This week kicks off the World Cup, and while the U.S. didn’t qualify for the most watched event in the world, that’s not stopping US groups from making predictions based on each and every data set known to sport. Back in 2014, Bloomberg and FiveThirtyEight gave it their best go at analyzing the stats, to form percentage probabilities of teams making it out of their group and onto the next round.
Unfortunately for proponents of algorithms and quants, the teams with the highest probabilities per FiveThirtyEight didn’t reign supreme. FiveThirtyEight gave Brazil a 45% chance of winning last time around and only gave Germany a 10% chance of winning, and in the end, Brazil didn’t even make the final. Oops.
This time around, Bloomberg is going off of UBS predictions which use a team of 18 analysts to run a computer simulation of the tournament 10,000 times. Here’s the data on how the run that simulation. UBS says there’s a 60% chance Germany, Brazil, or Spain wins. That’s a pretty high number! As for FiveThirtyEight, they run 20,000 simulations based on the SPI (Soccer Power Index). Here’s how the SPI is determined:
FiveThirtyEight gives Germany, Spain, and Brazil the highest percentages of winning the whole thing. Here’s what the breakdown looks like for three of the groups:
Algorithms <> Absolute Certainty
The quants in us love this sort of simulation, the pretty charts and advanced statistics on how far teams can get in the tournament. But there’s one big problem with all of this. Probabilities explain a range of possible outcomes, which our human brains don’t do such a good job of understanding. Can we really fathom the difference between a 56% chance of getting out of the group stage and 64% chance? What’s more, is it even possible to get that granular on the probability of these teams?
After all, it’s all based on past performance, as in these statistics might be the best model we have to know what might happen in the future, but that doesn’t actually mean it’s going to happen. It’s not like predicting the percentage probability of rain in the very near future, based on the current air pressure and models, or predicting elections based on the number of registered Democrats, Republicans, and Independents and exit polls where you can glean a bit of inside information. There’s no statistic showing how each player will perform in each match. That’s why sports are exciting because you don’t know who is going to win.
Case in point, the news out of Spain, that they fired their coach coming into the tournament.
Sure, Spain is given a 17% chance, but can the models adjust to the fact they no longer have the coach that led them to the tournament? Also, experts have said that Russia has a better chance of advancing because they are playing in their home country. Is that because morale will be up? What sort of statistical proof is there? That same reasoning was used to indicate Brazil would win last time because they were hosts and it didn’t happen. It’s like each and every financial talking head that talks about the next crash that’s going to take place. When they’re wrong, they really aren’t any consequences. But when they’re right, they get a book deal and a tv show.

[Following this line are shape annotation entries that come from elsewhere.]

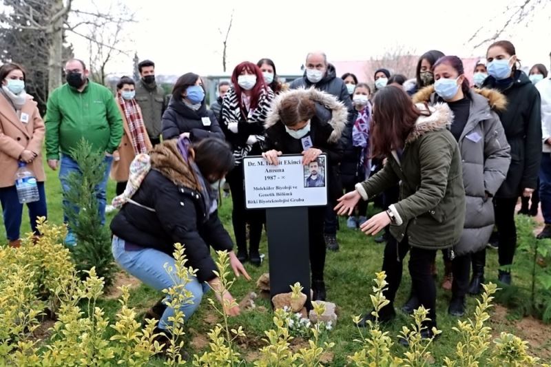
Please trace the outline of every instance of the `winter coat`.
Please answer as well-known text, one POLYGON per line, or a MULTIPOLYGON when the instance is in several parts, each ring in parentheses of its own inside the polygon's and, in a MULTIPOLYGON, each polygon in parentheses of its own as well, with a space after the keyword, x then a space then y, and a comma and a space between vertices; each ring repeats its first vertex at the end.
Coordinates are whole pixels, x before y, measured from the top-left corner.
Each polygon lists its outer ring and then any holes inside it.
POLYGON ((247 156, 253 149, 254 153, 260 153, 260 143, 264 140, 264 125, 271 109, 273 92, 270 88, 261 92, 258 105, 251 111, 242 111, 239 106, 237 94, 232 87, 224 96, 222 103, 222 129, 226 140, 231 145, 236 165, 241 164, 243 157, 247 156), (228 129, 231 123, 238 123, 238 132, 234 133, 228 129), (247 144, 249 136, 257 140, 255 144, 247 144))
MULTIPOLYGON (((417 108, 426 110, 424 105, 417 108)), ((457 142, 448 126, 453 119, 448 105, 430 107, 430 116, 421 116, 399 158, 393 151, 383 169, 356 185, 366 200, 399 182, 399 201, 389 207, 396 223, 393 236, 410 246, 430 250, 457 244, 465 220, 465 189, 457 142)))
POLYGON ((34 174, 37 181, 45 180, 42 166, 44 133, 44 122, 40 117, 36 102, 28 99, 18 116, 11 101, 0 92, 0 170, 2 172, 0 187, 15 185, 15 172, 19 169, 19 156, 25 149, 37 154, 32 162, 27 167, 34 174), (23 114, 26 114, 28 118, 26 123, 21 122, 23 114))
POLYGON ((139 205, 125 204, 113 218, 111 230, 127 244, 171 256, 174 244, 182 244, 197 278, 206 282, 215 277, 213 271, 217 270, 209 246, 229 251, 233 243, 217 212, 207 216, 201 178, 184 161, 176 143, 171 140, 154 148, 152 169, 132 198, 139 205))
POLYGON ((342 158, 340 137, 346 124, 348 110, 333 96, 314 88, 292 90, 281 93, 273 101, 272 109, 266 120, 266 137, 263 150, 276 149, 284 154, 300 154, 304 149, 300 139, 295 139, 285 131, 280 114, 286 98, 306 96, 316 103, 316 115, 310 119, 310 136, 313 147, 327 155, 327 181, 330 198, 340 196, 342 188, 338 178, 338 165, 342 158))
POLYGON ((180 134, 189 132, 189 140, 198 141, 205 138, 224 140, 224 133, 214 116, 203 103, 194 111, 181 99, 170 98, 168 108, 163 114, 163 139, 178 138, 180 134))
MULTIPOLYGON (((493 76, 484 81, 483 87, 497 86, 493 76)), ((512 84, 500 91, 507 97, 507 108, 497 114, 511 146, 511 165, 497 198, 517 198, 525 188, 537 187, 541 160, 541 114, 539 93, 526 74, 514 74, 512 84)))
MULTIPOLYGON (((116 150, 113 152, 114 156, 118 156, 118 160, 113 160, 110 176, 111 178, 117 182, 123 182, 128 180, 128 175, 130 173, 130 163, 132 162, 132 160, 136 156, 136 152, 134 151, 134 147, 132 147, 132 136, 130 135, 130 129, 128 127, 128 121, 126 120, 126 115, 116 98, 115 98, 115 101, 118 107, 118 111, 121 112, 121 116, 123 116, 124 131, 123 132, 123 138, 121 139, 121 144, 118 145, 116 150)), ((140 107, 138 106, 138 108, 140 108, 140 107)), ((143 138, 147 151, 149 151, 152 149, 152 146, 147 133, 144 134, 143 138)))
POLYGON ((161 116, 167 108, 165 91, 156 84, 148 88, 140 80, 136 83, 136 101, 142 109, 147 134, 152 139, 158 139, 162 131, 161 116))
POLYGON ((48 98, 46 158, 70 156, 83 138, 96 151, 113 153, 123 137, 123 117, 113 94, 88 81, 81 92, 65 83, 48 98))
POLYGON ((327 65, 327 73, 325 76, 319 82, 313 84, 308 80, 306 76, 306 71, 302 78, 295 79, 291 83, 289 88, 295 90, 304 87, 309 88, 313 87, 318 90, 325 92, 337 97, 337 100, 342 102, 348 109, 349 116, 346 118, 346 125, 341 134, 341 146, 344 149, 344 154, 351 156, 353 154, 353 147, 352 146, 352 127, 354 125, 354 118, 355 117, 355 109, 352 103, 352 99, 349 94, 346 85, 344 81, 337 76, 337 72, 335 66, 332 64, 327 65))
MULTIPOLYGON (((423 88, 413 102, 435 104, 440 98, 434 90, 433 85, 423 88)), ((473 89, 468 98, 469 116, 459 140, 466 202, 465 225, 455 247, 459 255, 486 247, 495 222, 491 197, 505 180, 511 161, 510 147, 495 112, 506 108, 505 96, 494 90, 473 89)))
POLYGON ((551 153, 551 145, 546 142, 551 138, 551 79, 546 78, 536 84, 541 98, 541 140, 543 151, 551 153))

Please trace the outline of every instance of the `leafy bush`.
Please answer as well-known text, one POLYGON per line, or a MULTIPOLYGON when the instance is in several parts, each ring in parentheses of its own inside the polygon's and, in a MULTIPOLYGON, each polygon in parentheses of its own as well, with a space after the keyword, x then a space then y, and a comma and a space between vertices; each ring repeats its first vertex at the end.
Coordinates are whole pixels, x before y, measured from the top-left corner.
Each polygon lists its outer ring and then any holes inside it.
POLYGON ((116 266, 111 253, 111 233, 101 224, 98 200, 94 189, 103 180, 105 164, 103 153, 92 149, 85 139, 81 140, 71 152, 79 164, 80 172, 71 172, 67 177, 69 191, 65 193, 65 211, 76 245, 71 246, 74 263, 80 274, 96 269, 107 286, 113 283, 116 266))

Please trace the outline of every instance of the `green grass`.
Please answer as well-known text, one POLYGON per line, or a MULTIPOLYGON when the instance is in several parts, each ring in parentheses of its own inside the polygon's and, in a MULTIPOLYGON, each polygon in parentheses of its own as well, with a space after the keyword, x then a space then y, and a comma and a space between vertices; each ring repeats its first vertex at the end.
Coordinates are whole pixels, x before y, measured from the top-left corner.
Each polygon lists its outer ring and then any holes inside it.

All of this is to say, these numbers are just guesses. They’re very, very educated guesses, using all the latest in modeling and systematizing human analysis. But still just guesses. And you can’t even know really when they are correct. You can see above they are done over 10s of thousands of model runs – but then tested on just a single run. It would be a quants nightmare. You can run your model on reams of data, but then get just one trade to see if it works. These models won’t’ be proven effective or not for dozens of world cups, where hundreds of matches are filtered through.
How we Perceive Probability
Still, it’s fun to pick a team. To pick a team because you saw the statistics and want to side with the winners. Or side with underdog that has the best statistical chance of winning. In this case, it would be Belgium, England, Argentina, and France (all with roughly a 7-9% chance of winning according to FiveThirtyEight). But humans have a really hard time understanding what those percentages actually mean. If our whole world starts to rely more and more on data-driven probabilities, we humans need to understand them a lot better. Our un-scientific graph of how human’s perceive probabilities versus the actual probability of something happening are as follows:
And of course, if it’s your own team or you have some preconceived cognitive bias working up there in between your ears, it might even look more like this:
Don’t get us wrong, cheering on a team can be fun, but know that the statistics don’t really have a way of letting you know what’s going to happen because it’s based on human behavior itself. And it can be easy to think that a 70% probability based off of tens of thousands of simulations really means a 99% percent chance of it happening in your head, but it’s best to ask yourself what that really means.